So it turns out that celebrity biographies are much the same the world over. Which does not, sadly, explain my obsession with reading them -- even the fluffy ones. The Madhubala biography I was able to get through the Amazon Marketplace (Masti and Magic) is little more than a photo album. Of, admittedly, very lovely photos. The Kishore Kumar (Method and Madness) bio is similar, although it does have more text. (Neither book, by the way, offers much if any insight into their relationship and marriage). There's a longer and potentially more substantial Madhubala biography out there, but it looks like I'm going to have to order it through Interlibrary Loan.
On the one hand, there's the celebrity puff-piece and fan keepsake. On the other, the hilariously self-aggrandizing autobiography. Sorry, Dev Saab: I enjoyed Guide a whole lot, and am really looking forward to Jewel Thief, but nothing in your memoir Romancing With Life is going to dispel that misconception of narcissism that you talk about in the book. Then again, why should it? Your career was built on your handsomeness, so I'd imagine narcissism develops as a survival strategy to keep it going. I'm in no position to judge.
I will, however, chuckle at the world in which raindrops "rolled down the glass like so many naked female forms, writhing their bodies in a quivering dance..." (p. 24).
While Amitabh: The Making of a Superstar is also a good read, my favorite so far has been the misleadingly titled Helen: The Life and Times of an H-Bomb, which is mainly an analysis of her films and dances, with only as much "life and times" needed to accomplish that. Along the way I learned quite a bit about Helen, and acquired a long list of new films to track down on YouTube, if not on DVD.

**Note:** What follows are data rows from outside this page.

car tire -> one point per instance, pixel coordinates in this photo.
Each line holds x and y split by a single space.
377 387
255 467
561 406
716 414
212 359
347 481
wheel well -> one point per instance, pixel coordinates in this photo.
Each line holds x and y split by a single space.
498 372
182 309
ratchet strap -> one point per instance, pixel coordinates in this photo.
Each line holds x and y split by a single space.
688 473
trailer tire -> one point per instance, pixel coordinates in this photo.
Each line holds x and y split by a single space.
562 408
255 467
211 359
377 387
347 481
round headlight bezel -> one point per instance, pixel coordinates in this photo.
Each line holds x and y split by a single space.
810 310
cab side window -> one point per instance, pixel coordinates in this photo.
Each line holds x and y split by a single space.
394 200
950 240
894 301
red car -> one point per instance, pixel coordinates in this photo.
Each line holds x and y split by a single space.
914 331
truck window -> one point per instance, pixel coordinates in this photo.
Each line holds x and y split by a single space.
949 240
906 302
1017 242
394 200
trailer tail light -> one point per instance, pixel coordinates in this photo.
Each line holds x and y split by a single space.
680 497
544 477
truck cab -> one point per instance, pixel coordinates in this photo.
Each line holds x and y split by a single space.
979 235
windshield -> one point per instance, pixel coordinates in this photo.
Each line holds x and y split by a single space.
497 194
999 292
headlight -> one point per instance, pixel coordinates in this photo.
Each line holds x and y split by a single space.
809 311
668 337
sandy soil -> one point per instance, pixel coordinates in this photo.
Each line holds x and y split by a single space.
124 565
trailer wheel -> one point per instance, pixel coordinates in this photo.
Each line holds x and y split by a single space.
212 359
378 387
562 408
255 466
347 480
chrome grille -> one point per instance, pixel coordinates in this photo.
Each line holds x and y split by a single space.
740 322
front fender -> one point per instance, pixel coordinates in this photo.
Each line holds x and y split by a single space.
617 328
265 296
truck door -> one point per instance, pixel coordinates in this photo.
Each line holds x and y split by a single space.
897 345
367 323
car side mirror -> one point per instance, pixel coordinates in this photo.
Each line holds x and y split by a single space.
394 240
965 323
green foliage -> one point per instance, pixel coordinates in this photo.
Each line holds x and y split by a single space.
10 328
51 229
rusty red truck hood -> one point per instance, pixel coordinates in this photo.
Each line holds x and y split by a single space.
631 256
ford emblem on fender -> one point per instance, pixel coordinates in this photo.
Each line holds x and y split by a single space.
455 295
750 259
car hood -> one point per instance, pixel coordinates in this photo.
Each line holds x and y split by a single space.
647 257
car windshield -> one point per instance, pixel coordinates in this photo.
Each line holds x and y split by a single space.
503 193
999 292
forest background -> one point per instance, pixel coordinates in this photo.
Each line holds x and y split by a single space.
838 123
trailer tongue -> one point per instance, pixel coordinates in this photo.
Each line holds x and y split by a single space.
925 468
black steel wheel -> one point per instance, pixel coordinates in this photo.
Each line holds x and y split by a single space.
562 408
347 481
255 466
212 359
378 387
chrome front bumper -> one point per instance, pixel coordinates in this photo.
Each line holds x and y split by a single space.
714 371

I've got one more coming in the mail right now, which I discovered through sheer fluke. I was browsing through booksellers with copies of a Dilip Kumar biography, when I noticed that the cover image didn't match the book description. The cover image (which has, sadly, since been fixed) was of a different book by the same author, called ...and Pran: A Biography.
I am, as always, hoping for maximum awesomeness.